Friday, November 10, 2006

 

NACOL wrapup

I gave a talk about Sakai on Tuesday at the North American Council for Online Learning conference in Plano Texas.

The organization’s focus is K12, so I was a little out of my element, but it was interesting to see the similarities and differences. I came away with the impression that K12 is much less autonomous and much more driven by policy than higher ed, even public universities like Texas State.

The theme that echoed in the conference was that the world is changing faster than our ability to adapt our education strategies. There was also a lot of anecdotal evidence to suggest that the way our schools apply technology in education is to buy a lot of hardware and software and then see what happens. I won’t deny that that’s often exactly what we do in my department.

We heard from Tim Magner, the director of the Office of Educational Technology at the U.S. Department of Education. He depressed me. In a nutshell, it was “We’re truly unprepared for the educational needs of the next generation, and the federal government can only give talks and make pictures because my department has, like, no money.”

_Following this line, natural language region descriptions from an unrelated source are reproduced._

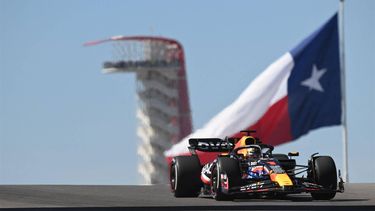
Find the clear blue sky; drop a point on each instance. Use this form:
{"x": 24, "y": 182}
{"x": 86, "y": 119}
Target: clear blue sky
{"x": 63, "y": 122}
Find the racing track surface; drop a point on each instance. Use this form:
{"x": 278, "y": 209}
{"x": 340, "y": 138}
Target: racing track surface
{"x": 158, "y": 197}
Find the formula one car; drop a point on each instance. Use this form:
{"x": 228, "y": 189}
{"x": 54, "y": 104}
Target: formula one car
{"x": 246, "y": 167}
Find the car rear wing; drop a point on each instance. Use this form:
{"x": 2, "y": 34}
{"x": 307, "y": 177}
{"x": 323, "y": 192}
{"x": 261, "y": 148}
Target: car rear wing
{"x": 210, "y": 145}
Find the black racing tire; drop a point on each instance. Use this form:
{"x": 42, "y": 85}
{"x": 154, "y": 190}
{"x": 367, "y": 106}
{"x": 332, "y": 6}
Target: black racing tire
{"x": 185, "y": 176}
{"x": 230, "y": 167}
{"x": 324, "y": 174}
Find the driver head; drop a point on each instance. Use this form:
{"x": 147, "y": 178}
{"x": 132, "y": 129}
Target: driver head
{"x": 252, "y": 152}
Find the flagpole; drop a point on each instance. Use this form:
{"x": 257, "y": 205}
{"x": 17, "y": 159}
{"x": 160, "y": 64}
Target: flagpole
{"x": 343, "y": 92}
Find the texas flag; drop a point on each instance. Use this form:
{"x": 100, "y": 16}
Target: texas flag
{"x": 299, "y": 92}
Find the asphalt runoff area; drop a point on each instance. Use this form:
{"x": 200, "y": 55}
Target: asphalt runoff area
{"x": 159, "y": 197}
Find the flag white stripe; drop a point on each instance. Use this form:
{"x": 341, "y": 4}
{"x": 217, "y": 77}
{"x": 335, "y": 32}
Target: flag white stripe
{"x": 269, "y": 87}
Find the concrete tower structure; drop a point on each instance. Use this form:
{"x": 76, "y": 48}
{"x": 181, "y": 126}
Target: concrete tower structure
{"x": 163, "y": 103}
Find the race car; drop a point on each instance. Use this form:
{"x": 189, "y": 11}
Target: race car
{"x": 246, "y": 167}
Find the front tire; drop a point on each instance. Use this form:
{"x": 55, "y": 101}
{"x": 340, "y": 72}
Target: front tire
{"x": 185, "y": 176}
{"x": 324, "y": 174}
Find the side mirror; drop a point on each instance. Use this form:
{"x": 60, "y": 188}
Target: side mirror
{"x": 293, "y": 154}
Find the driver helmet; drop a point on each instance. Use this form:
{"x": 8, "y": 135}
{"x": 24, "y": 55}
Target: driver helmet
{"x": 253, "y": 152}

I wish I could be optimistic, but this is a hard problem. Technology is such a great fit for say, accounting, because it’s one of the problems that can be mechanized. Your ledger is either balanced to the penny or it’s not. The root difficulty in education is that we don’t even know what success means in this domain. We’re talking about brains and cognition and emotion and motivation. Standardized testing does not reduce this to a binary equation, in spite of what its proponents may say. I believe we need to be free to experiment, to run thousands of skunkworks and find out what sticks. I like what Grace Hopper said: “It’s easier to ask forgiveness than it is to get permission.” Sakai happened at Texas State because we just put the damn thing up and got to work.

A couple of highlights: An organization called TakingITGlobal builds communities of young people from around the world to learn about global economic and social issues. They create content that educators can use for free, like this game in which you assume the roles of members of a family in rural Haiti and try to overcome their economic hardship.

I also loved hearing Bror Saxberg from K12, Inc. talk about some of the findings of cognitive science and how they may be applied to education. I believe if we don’t start making a concerted effort to apply science like this to our instructional technology projects, then we’re doomed to continue building solutions in search of a problem.